Há momentos na vida que precisamos remexer os nossos guardados para nos atualizarmos com o que é necessário manter e o que não significa mais nada para nossa vida.
Às vezes, essas horas, que nos parecem perda de tempo, nada mais são que as nossas avaliações de nós mesmos, se mudamos ou continuamos a ser a mesma pessoa, parada, presa ao passado.
Assim olhamos sob outro ângulo, com o olhar do conhecimento que o tempo nos favoreceu adquirir.
E vem aquela pergunta: “ Por que guardamos coisas? O que nos faz sentir apego a algo que só nos traz lembranças? Mesmo que seja boa, lugar de lembrança é em nossa mente, guardada com carinho, aquela que nos traga um sorriso, um suspiro, talvez...”
Mas, difícil você achar que uma casa não tenha armários entulhados ( e essa palavra já diz tudo!), coisas que não se usa nem usará mais. Uma roupa quase nova, camisas, gravatas, sapatos. Sempre costumamos repetir: “As coisas boas não se pode jogar fora!” De fato não devemos. Mas algum lugar existirá onde alguém poderá se servir delas. Há roupas e... roupas. Umas são úteis, outras só para festas. Um brechó paga muito pouco, praticamente nada. Mas alguém pagará pouco também para dar-lhe utilidade novamente. E que nos importará isso senão o fato de saber que ela é útil e tem quem a aprecie?! Pelo menos estaremos fazendo alguma caridade, nem que seja por nós mesmos.

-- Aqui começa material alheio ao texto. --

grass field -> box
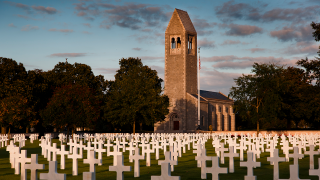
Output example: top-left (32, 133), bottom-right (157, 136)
top-left (0, 138), bottom-right (320, 180)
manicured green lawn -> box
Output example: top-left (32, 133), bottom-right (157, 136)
top-left (0, 138), bottom-right (319, 180)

Mas, não apenas roupas e sapatos guardamos. Há objetos que se tornaram de estimação, um relógio antigo de um avô, abotoaduras, coisas do gênero. Talvez mesmo uma máquina fotográfica das bem antigas. Coisas como estas não são velharias, são preciosidades antigas, nem ocupam tanto espaço assim. Não compõem uma coleção, mas merecem ser guardadas, são relíquias que contam uma história. São objetos como estes que merecem uma vitrine, eles pertencem ao tempo, a uma época e não propriamente a uma pessoa.

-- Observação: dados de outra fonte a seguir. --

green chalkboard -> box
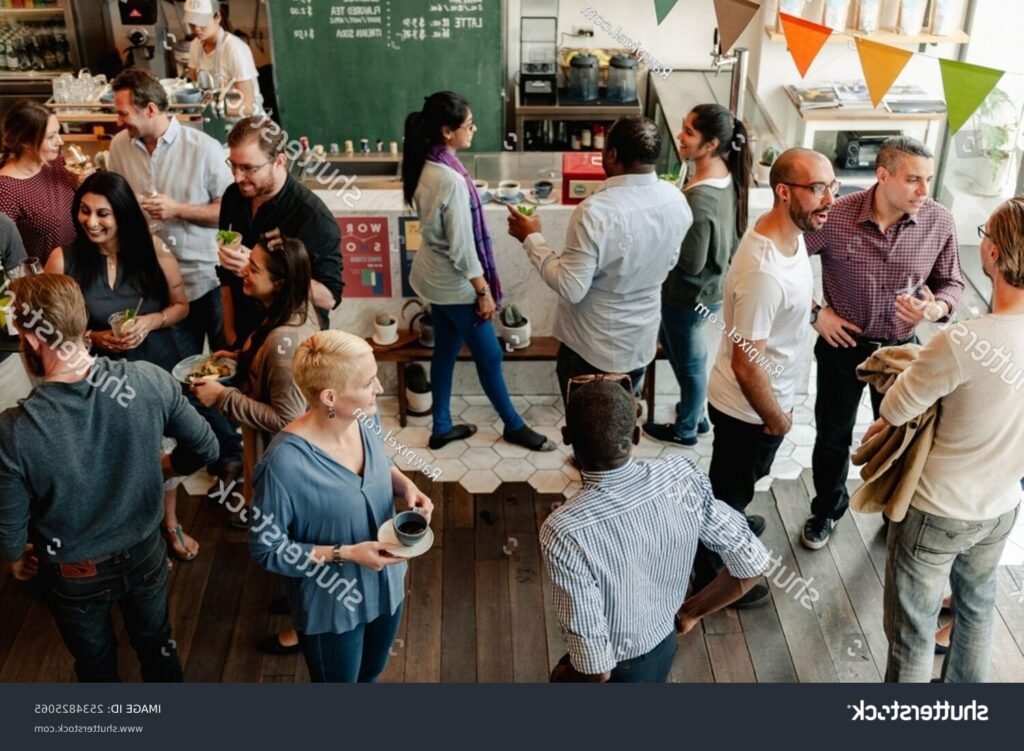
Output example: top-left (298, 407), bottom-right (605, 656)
top-left (268, 0), bottom-right (504, 152)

Mas, sempre haverá alguém que tenha entre seus guardados, lembranças de um pai ou um avô, um baú com botas especiais, com perneiras de lona grossa cheias de fivelas, próprias para o mato, capas azul-marinho forradas de vermelho, dessas para andar a cavalo em tempo frio ou de chuva, objetos próprios para caçadas, facões de formas diversas com cabos encrustados de pequenas peças de metal ou lavrados em madeira, bainhas de couro trabalhado, verdadeiras preciosidades juntamente com outros objetos feitos de madeira chamados de “pios”. Estes são especiais para atrair diversos pássaros. Não sabemos se hoje ainda existem dessas coisas para vender. Só sabemos que ali naquelas vestes está o antigo dono que saía pelos matos de uma fazenda procurando algum animal desgarrado, outras vezes ia mais longe caçar uma ave silvestre, como era do costume naquela época, uns sessenta, setenta anos ou mais, quem saberá?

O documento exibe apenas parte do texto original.